Too often we come across automated channels that are difficult to navigate, don’t join up or hit dead ends.  We get frustrated by chatbots that don’t understand our issues or poor Interactive Voice Response scripts and call routing that stop us from getting the help we need. Even worse is when it is difficult to move from one channel to another when we need extra help and then having to repeat all the information already provided in an automated channel when we finally get to speak to an actual human. This all results in customers feeling extremely frustrated because they are wasting their time, jumping through unnecessary hoops with no results for their efforts.

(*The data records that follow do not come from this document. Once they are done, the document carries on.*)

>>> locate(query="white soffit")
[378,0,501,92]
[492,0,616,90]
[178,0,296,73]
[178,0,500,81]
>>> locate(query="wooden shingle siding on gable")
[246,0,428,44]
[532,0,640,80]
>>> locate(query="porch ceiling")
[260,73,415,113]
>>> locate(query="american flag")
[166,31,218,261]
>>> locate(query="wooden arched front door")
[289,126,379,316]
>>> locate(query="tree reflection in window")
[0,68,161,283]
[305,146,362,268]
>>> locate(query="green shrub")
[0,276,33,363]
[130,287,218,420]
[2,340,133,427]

Automation in Customer Service: Two Keys to Success 

To ensure success, you need to recognise and address the potential pitfalls. There has to be synergy between automated and human engagement.

Make It Easy

For complex or emotionally loaded enquiries, your automation system must make it easy for the customer to quickly move to interact with a person. This way, they won’t feel that they are being forced to interact with you in a way that doesn’t meet their needs, and they will feel valued, rather than just an issue that is being processed.

Make It Seamless

All your channels, automated and human, must be integrated. They must be able to capture a customer’s interaction history and provide it to agents. When the context of a customer’s issues and their previous history are clear to the frontline agent, they are better prepared to deal with the problem. Customers won’t have to repeat themselves, helping agents build rapport with them. This leads to increased confidence and trust.

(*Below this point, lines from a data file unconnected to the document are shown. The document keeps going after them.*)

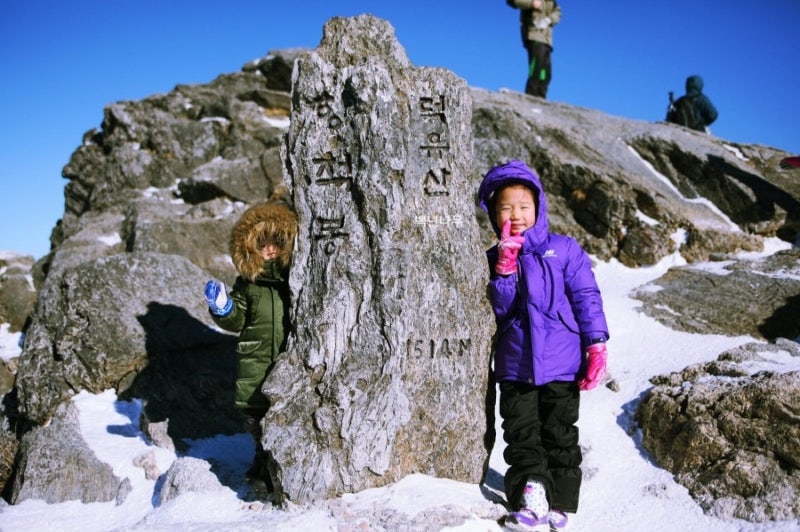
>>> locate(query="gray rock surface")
[0,12,800,522]
[158,456,225,505]
[636,340,800,522]
[9,403,124,504]
[633,248,800,340]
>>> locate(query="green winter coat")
[507,0,561,48]
[211,260,289,410]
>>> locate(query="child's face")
[494,185,536,235]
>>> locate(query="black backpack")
[667,91,705,131]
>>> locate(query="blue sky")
[0,0,800,258]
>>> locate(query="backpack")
[667,91,705,131]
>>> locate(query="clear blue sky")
[0,0,800,258]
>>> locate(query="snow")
[0,239,800,532]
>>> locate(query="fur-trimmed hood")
[230,201,297,281]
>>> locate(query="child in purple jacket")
[478,161,609,530]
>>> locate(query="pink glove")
[494,220,525,275]
[578,342,608,391]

Your investment in this technology is not just to gain a short-term reduction in costs—it is about delivering a better customer experience and building long-term relationships. The best way to achieve this goal is by using automation in the areas it is good at while maintaining the human touch to provide an empathetic and all-encompassing service that customers value. Call it “delight made easy.” Get this balance right and your automation strategy will be a success.